Intelligent management and control of electrical loads using microcontroller-based embedded systems

Abstract

The design and implementation of an intelligent 3-phase, programmable soft-start controller, for low voltage induction motors is presented. The controller is implemented with a low-cost microcontroller and is based on a timer-driven, fuzzy-logic closed loop. A TRIAC-based switching circuit in series with the line voltage is used for current flow control during start-up. A timer-based embedded application adjusts the TRIAC triggering angle by shifting the TRIAC ignition pulse within the voltage period at a constant rate. Multitasking logic controls all three phases simultaneously. As a result, the voltage is gradually increased in the three-phase system, until the motor reaches full speed. An external user-defined setting can adjust the time frame from start to full speed.

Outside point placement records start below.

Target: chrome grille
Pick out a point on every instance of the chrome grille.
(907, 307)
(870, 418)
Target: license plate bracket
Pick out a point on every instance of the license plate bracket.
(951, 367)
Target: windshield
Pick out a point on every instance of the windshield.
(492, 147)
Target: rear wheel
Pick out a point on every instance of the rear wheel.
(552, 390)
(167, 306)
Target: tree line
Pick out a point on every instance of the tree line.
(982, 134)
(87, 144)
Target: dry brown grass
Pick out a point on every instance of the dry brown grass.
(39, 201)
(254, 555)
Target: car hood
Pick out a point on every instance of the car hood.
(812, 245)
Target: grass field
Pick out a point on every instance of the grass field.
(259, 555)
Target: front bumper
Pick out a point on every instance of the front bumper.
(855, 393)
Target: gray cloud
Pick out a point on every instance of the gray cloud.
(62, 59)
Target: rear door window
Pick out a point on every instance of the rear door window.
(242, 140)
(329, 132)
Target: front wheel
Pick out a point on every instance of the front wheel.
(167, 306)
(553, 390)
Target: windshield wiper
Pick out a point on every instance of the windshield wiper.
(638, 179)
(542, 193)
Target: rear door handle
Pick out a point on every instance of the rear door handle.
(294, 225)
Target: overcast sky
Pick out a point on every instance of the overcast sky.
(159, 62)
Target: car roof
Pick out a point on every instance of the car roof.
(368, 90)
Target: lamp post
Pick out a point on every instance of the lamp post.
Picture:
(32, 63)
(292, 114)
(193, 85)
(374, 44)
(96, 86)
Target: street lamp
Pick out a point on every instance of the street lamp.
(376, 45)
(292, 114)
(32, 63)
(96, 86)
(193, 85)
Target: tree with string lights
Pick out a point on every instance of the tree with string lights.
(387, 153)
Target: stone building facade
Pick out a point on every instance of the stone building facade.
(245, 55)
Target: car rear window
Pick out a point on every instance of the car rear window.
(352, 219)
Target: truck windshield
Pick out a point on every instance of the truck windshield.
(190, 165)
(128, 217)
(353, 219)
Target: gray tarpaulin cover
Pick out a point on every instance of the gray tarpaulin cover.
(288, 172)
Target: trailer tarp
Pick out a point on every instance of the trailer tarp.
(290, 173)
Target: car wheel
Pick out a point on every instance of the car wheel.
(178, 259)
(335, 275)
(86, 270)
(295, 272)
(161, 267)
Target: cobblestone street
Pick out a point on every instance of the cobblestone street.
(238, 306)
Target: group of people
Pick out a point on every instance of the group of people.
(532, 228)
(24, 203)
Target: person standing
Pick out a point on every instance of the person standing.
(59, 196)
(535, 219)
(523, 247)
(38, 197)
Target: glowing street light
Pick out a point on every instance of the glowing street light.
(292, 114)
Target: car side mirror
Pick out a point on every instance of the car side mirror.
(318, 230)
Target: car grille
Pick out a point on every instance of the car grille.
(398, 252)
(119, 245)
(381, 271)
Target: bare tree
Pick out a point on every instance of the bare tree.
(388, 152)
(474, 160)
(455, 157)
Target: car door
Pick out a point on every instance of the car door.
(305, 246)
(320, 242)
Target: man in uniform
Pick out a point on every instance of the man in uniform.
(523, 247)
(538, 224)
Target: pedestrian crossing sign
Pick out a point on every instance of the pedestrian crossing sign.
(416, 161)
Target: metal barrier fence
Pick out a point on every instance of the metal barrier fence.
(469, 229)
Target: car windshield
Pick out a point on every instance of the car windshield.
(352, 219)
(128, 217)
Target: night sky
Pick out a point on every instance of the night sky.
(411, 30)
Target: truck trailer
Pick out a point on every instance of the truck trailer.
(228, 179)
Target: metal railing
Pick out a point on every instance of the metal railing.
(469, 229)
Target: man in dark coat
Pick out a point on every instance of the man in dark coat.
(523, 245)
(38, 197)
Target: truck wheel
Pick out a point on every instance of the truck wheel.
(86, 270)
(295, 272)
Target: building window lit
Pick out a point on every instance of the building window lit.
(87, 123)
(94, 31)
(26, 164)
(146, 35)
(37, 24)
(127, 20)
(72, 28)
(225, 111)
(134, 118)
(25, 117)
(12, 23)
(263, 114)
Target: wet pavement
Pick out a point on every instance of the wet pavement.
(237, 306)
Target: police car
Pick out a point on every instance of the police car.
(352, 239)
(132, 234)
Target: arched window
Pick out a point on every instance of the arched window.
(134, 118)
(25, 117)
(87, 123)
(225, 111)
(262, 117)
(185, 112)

Certain improvements are introduced with regard to former similar designs, the most important being a closed-loop, voltage sensing, three-rule fuzzy system that effectively balances the inductive behavior and restores a predictable time-ramp at start-up. Because of the inductive character of three-phase asynchronous motors, the residual current after switch-off leads to higher nominal voltage across the motor coils, depending on the actual load. Therefore, it is found that an open-loop timer-driven switching logic is not adequate for a reliable soft start controller, since it can result in start-up time being unpredictably shorter than the one corresponding to user settings. In order to adjust torque to load behavior and produce a constant ramp depending only on user-defined time settings, a closed-loop fuzzy-logic system is introduced. A voltage sensor acquires the residual voltage in one of the system’s phase lines at adequate sampling rate and computes an input to a three-rule fuzzy system, in the form of an error function. The output of the system infers the time interval to the next ignition pulse. Both the timer logic and the fuzzy system logic are embedded in a lowcost PIC18F252 microcontroller. The behavior of the soft-start controller is smooth and predictable. The voltage ramp from zero to maximum voltage is very close to that corresponding to an equivalent ohmic load.